Despite its cultural importance and the controversy of the subject, Slutwalk was, after all, a good ol' fashioned get-together of like-minded folks. Can you describe the atmosphere? Did you have fun?
"I had lots of fun—it was the perfect start to summer, I was with friends and ran into even more from school. It was burning out, but we just ran through the fountain at the Daley Center in our minimal clothing. Mostly, though, I was able to walk down the street of a big city in revealing clothing and feel safe. Most women and girls will not tell you that they live in fear of sexual assault, but it's still ingrained in the rules we're taught—how to dress, how to commute, how to exist in a public environment. Slutwalk has a lot of layers to discuss, but more than anything, it's an anti-victim blaming campaign.

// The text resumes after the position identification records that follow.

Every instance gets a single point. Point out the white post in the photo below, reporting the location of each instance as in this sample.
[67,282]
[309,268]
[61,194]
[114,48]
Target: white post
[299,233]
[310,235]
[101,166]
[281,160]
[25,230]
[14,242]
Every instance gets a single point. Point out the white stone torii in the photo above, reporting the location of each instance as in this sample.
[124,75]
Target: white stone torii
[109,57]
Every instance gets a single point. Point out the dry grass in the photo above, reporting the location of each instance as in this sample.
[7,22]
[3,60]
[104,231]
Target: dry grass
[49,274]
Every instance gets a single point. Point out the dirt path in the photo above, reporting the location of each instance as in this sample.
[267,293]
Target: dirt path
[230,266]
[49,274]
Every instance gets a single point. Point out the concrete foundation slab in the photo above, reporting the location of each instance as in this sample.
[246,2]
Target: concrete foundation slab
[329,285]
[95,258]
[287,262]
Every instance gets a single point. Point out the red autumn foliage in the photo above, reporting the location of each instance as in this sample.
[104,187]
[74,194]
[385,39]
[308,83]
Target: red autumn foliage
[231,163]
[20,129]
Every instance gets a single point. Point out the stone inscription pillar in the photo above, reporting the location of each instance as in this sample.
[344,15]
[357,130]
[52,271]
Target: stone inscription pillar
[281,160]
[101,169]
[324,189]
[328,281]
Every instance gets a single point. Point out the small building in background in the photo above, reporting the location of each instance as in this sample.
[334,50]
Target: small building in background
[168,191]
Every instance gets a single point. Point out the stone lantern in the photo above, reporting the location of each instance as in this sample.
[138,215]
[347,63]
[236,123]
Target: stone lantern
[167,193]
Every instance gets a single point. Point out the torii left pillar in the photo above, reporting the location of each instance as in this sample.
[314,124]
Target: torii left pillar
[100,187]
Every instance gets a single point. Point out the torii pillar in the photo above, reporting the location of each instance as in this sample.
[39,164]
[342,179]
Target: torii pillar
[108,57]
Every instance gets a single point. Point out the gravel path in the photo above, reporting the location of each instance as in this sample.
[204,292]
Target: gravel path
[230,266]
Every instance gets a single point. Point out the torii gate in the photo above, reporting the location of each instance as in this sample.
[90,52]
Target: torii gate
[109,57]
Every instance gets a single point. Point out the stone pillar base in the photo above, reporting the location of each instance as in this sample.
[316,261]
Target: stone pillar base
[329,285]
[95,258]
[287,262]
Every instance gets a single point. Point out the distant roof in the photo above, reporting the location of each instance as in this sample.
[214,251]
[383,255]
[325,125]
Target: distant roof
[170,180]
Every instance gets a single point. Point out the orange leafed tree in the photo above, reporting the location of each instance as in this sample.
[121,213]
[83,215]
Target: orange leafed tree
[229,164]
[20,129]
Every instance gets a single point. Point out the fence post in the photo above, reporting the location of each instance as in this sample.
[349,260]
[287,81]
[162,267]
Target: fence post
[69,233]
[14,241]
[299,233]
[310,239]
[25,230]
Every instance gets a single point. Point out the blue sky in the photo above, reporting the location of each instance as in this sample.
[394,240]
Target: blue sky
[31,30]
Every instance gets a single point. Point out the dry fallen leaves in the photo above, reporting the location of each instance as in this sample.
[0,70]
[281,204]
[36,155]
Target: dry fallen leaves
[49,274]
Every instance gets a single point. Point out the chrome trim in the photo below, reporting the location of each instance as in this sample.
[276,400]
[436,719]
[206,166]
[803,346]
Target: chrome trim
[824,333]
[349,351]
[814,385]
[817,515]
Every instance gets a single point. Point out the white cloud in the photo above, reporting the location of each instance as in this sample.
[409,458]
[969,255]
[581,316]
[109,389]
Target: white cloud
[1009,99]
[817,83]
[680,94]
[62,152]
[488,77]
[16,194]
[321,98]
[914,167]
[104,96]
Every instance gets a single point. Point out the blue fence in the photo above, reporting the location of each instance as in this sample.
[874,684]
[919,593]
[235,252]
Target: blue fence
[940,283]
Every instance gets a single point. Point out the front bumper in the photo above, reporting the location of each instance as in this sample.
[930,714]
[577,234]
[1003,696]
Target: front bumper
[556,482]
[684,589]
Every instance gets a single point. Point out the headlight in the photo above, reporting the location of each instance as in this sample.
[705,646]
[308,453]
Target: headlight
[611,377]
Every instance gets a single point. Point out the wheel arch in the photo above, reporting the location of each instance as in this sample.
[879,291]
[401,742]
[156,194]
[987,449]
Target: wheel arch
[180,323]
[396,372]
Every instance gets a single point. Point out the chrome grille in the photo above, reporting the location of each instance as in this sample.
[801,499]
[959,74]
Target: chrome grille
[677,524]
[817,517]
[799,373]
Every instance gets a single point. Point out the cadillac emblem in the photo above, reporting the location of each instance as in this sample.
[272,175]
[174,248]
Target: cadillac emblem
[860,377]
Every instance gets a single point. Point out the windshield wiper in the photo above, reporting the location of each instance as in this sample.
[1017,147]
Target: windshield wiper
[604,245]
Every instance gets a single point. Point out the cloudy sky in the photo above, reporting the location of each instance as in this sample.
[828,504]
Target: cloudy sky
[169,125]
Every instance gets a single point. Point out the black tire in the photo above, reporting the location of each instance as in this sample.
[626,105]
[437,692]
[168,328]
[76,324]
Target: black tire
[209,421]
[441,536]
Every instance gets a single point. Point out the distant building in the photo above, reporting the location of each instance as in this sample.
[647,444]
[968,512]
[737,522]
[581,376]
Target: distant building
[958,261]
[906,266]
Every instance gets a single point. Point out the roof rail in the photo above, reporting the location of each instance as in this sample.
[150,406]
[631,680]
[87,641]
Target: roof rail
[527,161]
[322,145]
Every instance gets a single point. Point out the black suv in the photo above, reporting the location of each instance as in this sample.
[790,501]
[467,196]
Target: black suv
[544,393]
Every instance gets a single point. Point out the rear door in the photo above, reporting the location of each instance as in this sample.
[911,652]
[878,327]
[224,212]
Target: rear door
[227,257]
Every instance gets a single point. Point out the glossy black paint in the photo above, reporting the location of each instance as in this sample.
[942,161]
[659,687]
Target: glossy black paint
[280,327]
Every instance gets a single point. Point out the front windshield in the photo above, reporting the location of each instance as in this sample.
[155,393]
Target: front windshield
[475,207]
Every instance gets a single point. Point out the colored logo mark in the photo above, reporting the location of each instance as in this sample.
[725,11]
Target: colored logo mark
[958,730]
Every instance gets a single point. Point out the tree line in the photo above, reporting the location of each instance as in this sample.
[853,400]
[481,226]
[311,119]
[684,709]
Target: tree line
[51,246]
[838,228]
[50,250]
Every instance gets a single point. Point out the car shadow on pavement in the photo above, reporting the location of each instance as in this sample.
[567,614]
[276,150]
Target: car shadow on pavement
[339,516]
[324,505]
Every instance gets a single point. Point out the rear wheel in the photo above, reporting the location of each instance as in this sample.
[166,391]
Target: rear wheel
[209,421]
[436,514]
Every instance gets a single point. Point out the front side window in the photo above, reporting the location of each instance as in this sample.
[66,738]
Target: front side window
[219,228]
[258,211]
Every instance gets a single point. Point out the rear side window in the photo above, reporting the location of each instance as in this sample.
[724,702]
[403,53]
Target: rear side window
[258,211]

A girl should be able to wear whatever slut outfit she would like and not get blame transferred to her from the perpetrator in the case of sexual assault. Many have pointed out that even though no one deserves rape, rapists still exist, and that there are still precautions you can take to avoid making yourself vulnerable. But we have a right to be vulnerable. Yes, those people exist, but I'm tired of society dismissing them while I have to live my life on a rape schedule. The slogan for Slutwalk was 'because we've had enough' for a reason."